Techniques have not progressed, as one might assume. On the contrary they have regressed, and in this lies their success: people are tortured as they were during the Holy Roman Inquisition, flesh is flayed, skin burned, bones broken, nails ripped out. The tools used are banal: salt, acid, fire, water, sticks, kitchen knives, pliers, gimlets, garrottes, vices, ropes, chains, nails, in fact whatever comes to hand, whatever springs to mind. The government did not think it worthwhile to train specialist torturers or to resort to modern technology, chemistry, psychology, brainwashing – all the clean, efficient techniques Naomi Klein straightforwardly discusses in her famous book The Shock Doctrine.
In recent years, there has been a real revolution. People no longer believe in the power of torture. It is something that belongs to the past, to the Cold War, a period that is over.
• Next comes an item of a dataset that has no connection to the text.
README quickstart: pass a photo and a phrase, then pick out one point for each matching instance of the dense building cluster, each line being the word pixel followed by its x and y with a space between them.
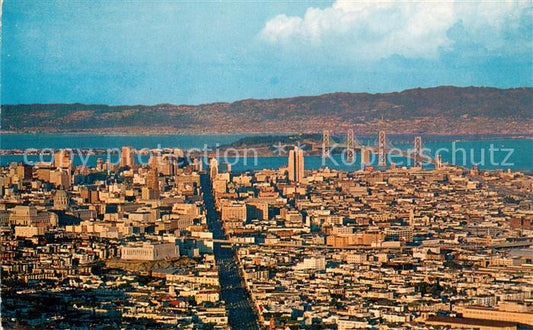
pixel 104 246
pixel 398 248
pixel 132 245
The new doctrine might be summarised thus: why waste time torturing poor wretches to terrorise populations who, in any case, know nothing, when you can kill the populace itself. Duly noted. The game is on a massive scale: people are killed by category: by age, by profession, by region. They are tortured by starvation, unemployment, boredom, despair, isolation, humiliation, they are shut away in moral misery, they are driven to suicide, to throwing themselves into the sea, to immolating themselves, to killing each other, to disappearing forever – they, and their children. The final act: the survivors are driven to riot so they can be slaughtered by canon in the name of the legitimate upholding of public order. Afterwards, they are discredited in the eyes of international opinion – they are portrayed as murderers, subversives, terrorists, mercenaries.
It is an infallible method, perfected year upon year. The Americans did this superbly in Iraq. Abu Ghraib, Guantanamo, the secret prisons scattered all over the world, subcontractors working at every level, the whole world spied on, tapped – it beats everything. The Russians did not skimp in Chechnya, they turned that cheerful country into the Tartar Steppe. Arabic governments in turn have joined in, inspired by the Arab Spring: why bother to catch the fish when all you need to do is drain the sea? No life, no unrest, no trouble, the mud will suffocate them all. In 100 million years, they will be transformed into crude oil.
That is the conclusion of history.
Villas like the Villa Sésini, the dark, foul-smelling basements where suspects are abused, where the torturer exhausts himself interrogating some broken wretch, that is the past, it is history. Nowadays, whole peoples are wiped out, the sea is drained, the mountains levelled, the cities burned, memories erased, silence is imposed across the planet.